Remittances, retail, and daily life
GAESA is not only a hotel and port story. Its control over supermarkets, gas stations, and remittance businesses means it reaches into daily life in a way most sanctions targets never do. When the same network touches food shelves, fuel access, and money sent from abroad, pressure on the conglomerate is not abstract. It shows up in consumer access and in the channels families use to survive.
That is why GAESA is so useful to policymakers in Washington and so combustible inside Cuba. A sanctions hit can be sold as a way to choke off military revenue, but the spillover lands on ordinary people who need imported goods, fuel, and remittances. The debate over GAESA is really a debate over whether that pain is the point or the collateral damage.

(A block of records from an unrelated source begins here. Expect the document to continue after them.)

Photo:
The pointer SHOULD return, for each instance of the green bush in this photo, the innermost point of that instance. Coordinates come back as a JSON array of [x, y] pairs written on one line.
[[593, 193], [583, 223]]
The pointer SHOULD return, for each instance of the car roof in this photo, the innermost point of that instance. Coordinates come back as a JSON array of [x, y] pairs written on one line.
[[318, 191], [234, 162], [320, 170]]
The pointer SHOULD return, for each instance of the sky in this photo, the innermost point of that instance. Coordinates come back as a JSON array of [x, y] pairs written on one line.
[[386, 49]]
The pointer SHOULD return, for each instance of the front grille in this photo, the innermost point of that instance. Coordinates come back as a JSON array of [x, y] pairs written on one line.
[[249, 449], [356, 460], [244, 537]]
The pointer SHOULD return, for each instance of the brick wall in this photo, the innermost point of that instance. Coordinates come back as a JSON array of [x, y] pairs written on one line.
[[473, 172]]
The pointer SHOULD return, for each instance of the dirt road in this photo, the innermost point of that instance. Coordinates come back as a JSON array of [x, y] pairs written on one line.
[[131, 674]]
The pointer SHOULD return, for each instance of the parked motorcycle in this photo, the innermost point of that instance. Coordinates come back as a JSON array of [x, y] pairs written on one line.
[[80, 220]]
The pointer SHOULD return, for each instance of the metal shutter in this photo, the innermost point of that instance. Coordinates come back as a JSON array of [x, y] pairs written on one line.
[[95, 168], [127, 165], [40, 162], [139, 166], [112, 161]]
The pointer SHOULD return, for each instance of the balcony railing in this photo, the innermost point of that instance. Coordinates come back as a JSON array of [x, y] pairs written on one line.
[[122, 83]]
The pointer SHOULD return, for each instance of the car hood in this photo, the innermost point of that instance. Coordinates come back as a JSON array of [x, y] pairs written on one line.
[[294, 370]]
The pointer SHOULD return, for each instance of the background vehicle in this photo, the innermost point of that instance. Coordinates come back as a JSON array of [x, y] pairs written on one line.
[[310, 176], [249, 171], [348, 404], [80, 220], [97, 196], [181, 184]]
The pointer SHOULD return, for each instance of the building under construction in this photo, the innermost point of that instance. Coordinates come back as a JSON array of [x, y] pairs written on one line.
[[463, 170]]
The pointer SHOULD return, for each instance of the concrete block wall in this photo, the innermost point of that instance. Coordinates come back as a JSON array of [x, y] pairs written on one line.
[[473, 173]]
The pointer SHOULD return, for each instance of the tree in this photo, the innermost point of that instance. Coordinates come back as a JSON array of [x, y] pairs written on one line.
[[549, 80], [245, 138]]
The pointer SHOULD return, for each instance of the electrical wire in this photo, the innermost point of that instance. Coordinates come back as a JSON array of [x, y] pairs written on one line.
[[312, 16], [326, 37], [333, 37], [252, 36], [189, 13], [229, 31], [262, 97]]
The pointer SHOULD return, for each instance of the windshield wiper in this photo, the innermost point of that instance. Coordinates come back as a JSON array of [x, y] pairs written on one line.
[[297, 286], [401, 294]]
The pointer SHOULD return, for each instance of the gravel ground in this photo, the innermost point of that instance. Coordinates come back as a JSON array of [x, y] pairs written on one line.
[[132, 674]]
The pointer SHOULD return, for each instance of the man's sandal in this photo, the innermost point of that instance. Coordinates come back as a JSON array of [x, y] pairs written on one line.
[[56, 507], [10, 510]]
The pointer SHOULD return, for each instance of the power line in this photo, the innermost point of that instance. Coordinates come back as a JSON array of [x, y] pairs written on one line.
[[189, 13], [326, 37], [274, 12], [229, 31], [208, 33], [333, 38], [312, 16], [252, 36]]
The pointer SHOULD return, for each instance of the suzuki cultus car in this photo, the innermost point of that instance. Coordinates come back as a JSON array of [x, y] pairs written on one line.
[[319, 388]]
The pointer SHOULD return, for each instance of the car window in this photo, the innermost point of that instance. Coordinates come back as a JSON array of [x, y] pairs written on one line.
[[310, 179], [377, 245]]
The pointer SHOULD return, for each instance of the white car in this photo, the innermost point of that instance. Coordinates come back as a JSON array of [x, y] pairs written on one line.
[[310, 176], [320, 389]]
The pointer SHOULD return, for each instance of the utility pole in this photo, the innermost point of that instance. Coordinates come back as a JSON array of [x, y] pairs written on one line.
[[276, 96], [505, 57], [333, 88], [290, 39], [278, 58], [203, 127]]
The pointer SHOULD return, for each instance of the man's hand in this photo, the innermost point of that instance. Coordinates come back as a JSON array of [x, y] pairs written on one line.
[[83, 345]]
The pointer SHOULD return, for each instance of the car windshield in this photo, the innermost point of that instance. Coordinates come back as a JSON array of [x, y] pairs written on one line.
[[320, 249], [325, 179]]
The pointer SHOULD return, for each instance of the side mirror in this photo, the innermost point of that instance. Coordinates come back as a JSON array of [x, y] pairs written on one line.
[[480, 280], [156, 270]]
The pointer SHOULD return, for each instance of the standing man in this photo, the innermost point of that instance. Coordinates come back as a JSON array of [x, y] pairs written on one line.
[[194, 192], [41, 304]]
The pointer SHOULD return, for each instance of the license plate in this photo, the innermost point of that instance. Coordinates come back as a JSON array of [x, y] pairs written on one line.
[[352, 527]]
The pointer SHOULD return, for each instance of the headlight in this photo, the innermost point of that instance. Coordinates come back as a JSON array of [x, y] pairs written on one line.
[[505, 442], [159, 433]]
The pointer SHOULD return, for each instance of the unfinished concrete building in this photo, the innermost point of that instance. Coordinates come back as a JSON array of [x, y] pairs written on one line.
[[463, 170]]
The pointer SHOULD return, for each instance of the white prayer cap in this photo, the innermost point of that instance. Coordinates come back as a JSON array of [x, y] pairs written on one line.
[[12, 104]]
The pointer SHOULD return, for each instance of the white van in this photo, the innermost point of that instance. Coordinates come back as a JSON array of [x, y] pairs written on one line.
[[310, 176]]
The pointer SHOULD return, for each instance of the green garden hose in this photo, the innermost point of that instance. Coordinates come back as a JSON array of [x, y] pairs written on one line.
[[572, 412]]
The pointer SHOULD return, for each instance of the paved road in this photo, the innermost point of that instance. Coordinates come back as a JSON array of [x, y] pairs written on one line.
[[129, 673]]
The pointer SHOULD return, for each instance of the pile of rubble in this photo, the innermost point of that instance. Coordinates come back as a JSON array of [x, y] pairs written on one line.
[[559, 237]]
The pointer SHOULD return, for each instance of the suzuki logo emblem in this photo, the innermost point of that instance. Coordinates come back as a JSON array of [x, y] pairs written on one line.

The shortages argument cuts both ways
The fight over GAESA sits inside a bigger dispute over responsibility for Cuba’s crisis. In early May 2026, UN experts said a January 2026 U.S. executive order restricting fuel shipments amounted to “energy starvation.” They said it worsened fuel shortages, disrupted hospital access and schooling, and contributed to a backlog of more than 96,000 pending surgeries, including 11,000 for children.
Havana and its supporters argue the opposite: that U.S. sanctions and fuel restrictions are the main engines of the emergency. Washington says the military economy is the real problem. That split is why GAESA has become so central. Each side is using the same crisis to tell a different story about causation, blame, and leverage.
What the numbers suggest
The Columbia analysis gives the clearest sense of scale. It says GAESA’s gross profits on sales are close to 37 percent of Cuba’s GDP, that its revenues are about 3.2 times the annual revenues of the Cuban state budget, and that it holds about $14.5 billion in liquid dollar reserves. It also says the group operates outside normal audit and legislative oversight.
Those figures help explain why the U.S. is not treating GAESA as a niche target. If those numbers are even roughly right, then the conglomerate is not just part of Cuba’s economy, it is a parallel engine that shapes how the island earns, stores, and moves money. That is the real meaning of the current escalation. Once you map the hotels, the port, the bank, the remittance channels, and the retail network, GAESA stops looking like a bureaucratic acronym and starts looking like the switch Washington wants to flip.